Lastly in the lope, Sarah really opened my eyes. She made me totally drop my inside rein as we loped on the straight line and this was to test if Milo was maintaining his own self carriage and balancing off the outside rein. I was nervous to let go of the inside rein, believing that he would drop his shoulder and bend outwards into the outside rein. I was so pleasantly surprised when I did test him and he stayed straight. I even exclaimed in the video clip how amazed and elated I was that he remained straight. Sarah said so brilliantly that if I dont test him and see if all the work I have been putting into him as paid off, he is going to learn to balance off of me all of the time. It was a real eye opener to see that I can trust that my horse is doing what he is supposed to, and that I dont need to maintain this constant control and micromanaging over him that I fall into the habit of doing.

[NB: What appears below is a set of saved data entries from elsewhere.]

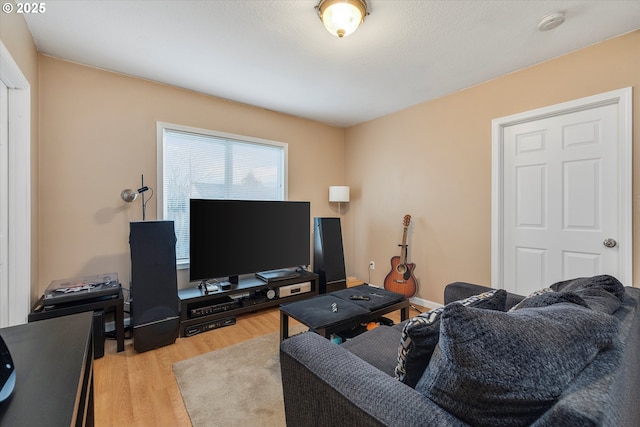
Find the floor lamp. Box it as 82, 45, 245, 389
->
329, 186, 350, 214
121, 174, 153, 220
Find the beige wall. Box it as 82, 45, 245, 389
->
4, 11, 639, 305
0, 5, 40, 300
38, 56, 345, 295
345, 30, 640, 304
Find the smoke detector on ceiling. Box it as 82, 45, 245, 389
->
537, 12, 566, 31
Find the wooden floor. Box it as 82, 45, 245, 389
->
93, 304, 422, 427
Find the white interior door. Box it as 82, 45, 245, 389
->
0, 81, 8, 326
492, 88, 632, 295
0, 41, 31, 327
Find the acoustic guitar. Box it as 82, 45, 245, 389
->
383, 214, 417, 298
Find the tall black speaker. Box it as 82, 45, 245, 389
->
313, 217, 347, 294
130, 221, 179, 353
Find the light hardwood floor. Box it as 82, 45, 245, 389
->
94, 303, 422, 427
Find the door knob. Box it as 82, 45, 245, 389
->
603, 238, 617, 248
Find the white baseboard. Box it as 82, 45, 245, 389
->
364, 282, 442, 311
409, 296, 442, 311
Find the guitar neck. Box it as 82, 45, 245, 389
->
399, 227, 409, 264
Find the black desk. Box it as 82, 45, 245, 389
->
0, 312, 94, 427
29, 287, 125, 353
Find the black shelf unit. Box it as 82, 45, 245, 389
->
0, 312, 94, 426
28, 286, 125, 354
178, 272, 319, 337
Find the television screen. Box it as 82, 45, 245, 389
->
189, 199, 311, 283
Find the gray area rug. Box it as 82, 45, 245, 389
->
173, 326, 306, 427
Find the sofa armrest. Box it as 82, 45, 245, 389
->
280, 332, 466, 427
444, 281, 524, 310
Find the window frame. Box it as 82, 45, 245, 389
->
156, 121, 289, 269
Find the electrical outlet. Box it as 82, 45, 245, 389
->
369, 261, 375, 270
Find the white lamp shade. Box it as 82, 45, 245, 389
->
329, 186, 350, 203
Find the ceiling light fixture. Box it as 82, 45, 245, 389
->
316, 0, 368, 38
537, 11, 565, 32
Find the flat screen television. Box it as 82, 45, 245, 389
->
189, 199, 311, 284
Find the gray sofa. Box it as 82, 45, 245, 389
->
280, 279, 640, 426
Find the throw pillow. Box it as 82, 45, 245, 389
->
551, 274, 625, 314
551, 274, 625, 298
416, 302, 619, 427
395, 289, 506, 388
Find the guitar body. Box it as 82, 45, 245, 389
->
383, 214, 418, 298
384, 256, 417, 298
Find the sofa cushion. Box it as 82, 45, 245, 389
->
395, 289, 506, 388
416, 302, 619, 427
341, 325, 403, 377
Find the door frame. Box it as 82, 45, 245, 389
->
491, 87, 632, 289
0, 41, 31, 327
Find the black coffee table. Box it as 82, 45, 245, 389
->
279, 284, 409, 342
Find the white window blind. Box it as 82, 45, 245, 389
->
158, 123, 287, 264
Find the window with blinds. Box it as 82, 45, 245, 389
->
157, 123, 287, 265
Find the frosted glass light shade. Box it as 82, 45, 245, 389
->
317, 0, 367, 38
329, 186, 350, 202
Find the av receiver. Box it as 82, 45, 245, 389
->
189, 299, 240, 318
183, 316, 236, 337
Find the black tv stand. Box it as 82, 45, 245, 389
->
178, 272, 319, 337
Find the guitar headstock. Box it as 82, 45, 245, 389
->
403, 214, 411, 227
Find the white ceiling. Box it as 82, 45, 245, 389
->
23, 1, 640, 127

It was pretty warm out and Milo was doing well and tired so Sarah asked if there was anything else to work on before we ended. I wanted her to watch the spin work I had been doing with him, employing more of an inside bend as I had done when riding Wesley the previous Monday. I learned that torso twisting even in the small circle before the spin was beneficial because I tend to turn into the spin direction and lock up, which in turn locks up Milo. The video only shows working on the left spin, which is a weaker hock for him, but slow and steady progress is paying off as he builds strength in both hocks.
Aww, what a productive and educational lesson this one was! I was so happy to have gotten as much out of it as I did, and Milo worked so well (if Im balanced correctly, of course). And what was really cool, was that we never even had to use the wall reins, but rather just set him up properly for the departure without rushing. That is pretty cool.